FED ÇARŞAMBA GÜNÜ FAİZDE FREN KARARI AÇIKLAYACAK
Gelecek hafta, FED’in çarşamba günkü faiz oranı kararı belki de küresel ekonomi için bir yol ayrımı olacak.
Faiz oranlarını Mart 2022’den bu yana yüzde 5.25 artıran FED’in bu haftaki toplantısının sonunda oranları değiştirmemesi bekleniyor. Birçok yatırımcı ve uzman, faiz oranlarının daha fazla artırılması ihtimalinin düşük olduğuna, FED’in onlarca yıldır en saldırgan para politikası sıkılaştırma döngüsüne son vereceğine inanıyor.
Eğer haklı çıkarlarsa, Wall Street’te güçlü yükselişler görebiliriz. Ancak, belirsiz ekonomik görünüm ve yüksek hisse senedi fiyatları bu sefer yükselişi azaltabilir.

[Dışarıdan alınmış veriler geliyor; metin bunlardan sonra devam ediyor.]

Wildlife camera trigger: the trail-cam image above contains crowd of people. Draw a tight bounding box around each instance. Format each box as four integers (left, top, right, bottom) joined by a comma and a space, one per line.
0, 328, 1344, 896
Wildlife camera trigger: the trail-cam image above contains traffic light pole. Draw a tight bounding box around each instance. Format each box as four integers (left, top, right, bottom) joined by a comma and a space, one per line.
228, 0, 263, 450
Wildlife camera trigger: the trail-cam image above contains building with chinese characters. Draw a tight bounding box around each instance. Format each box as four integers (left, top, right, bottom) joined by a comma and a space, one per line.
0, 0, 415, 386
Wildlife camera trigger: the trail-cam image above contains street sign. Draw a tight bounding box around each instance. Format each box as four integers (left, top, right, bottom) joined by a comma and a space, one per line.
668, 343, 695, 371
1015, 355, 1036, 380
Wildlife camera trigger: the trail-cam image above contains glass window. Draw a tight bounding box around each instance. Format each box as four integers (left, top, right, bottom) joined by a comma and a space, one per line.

TCMB’DEN GÜÇLÜ BİR FAİZ ARTIŞI BEKLENİYOR
Sadece ABD’de değil, başta Türkiye olmak üzere İngiltere, Japonya, Çin, İsviçre, Brezilya, Endonezya ve Güney Afrika’daki merkez bankaları da faiz kararı verecekler. Ayrıca İngiltere, Kanada, Japonya ve Güney Afrika’da enflasyon oranları açıklanacak.
TCMB faiz kararını perşembe günü açıklayacak. Kimi uzmanlar, Merkez Bankası yönetiminin yükselen enflasyonla mücadele için 10 puanlık şok bir faiz artırımını değerlendirdiğini belirtiyor. TCMB geçen ayki toplantısında faizi 7.5 puan artırarak politika faizini yüzde 25’e yükseltmişti.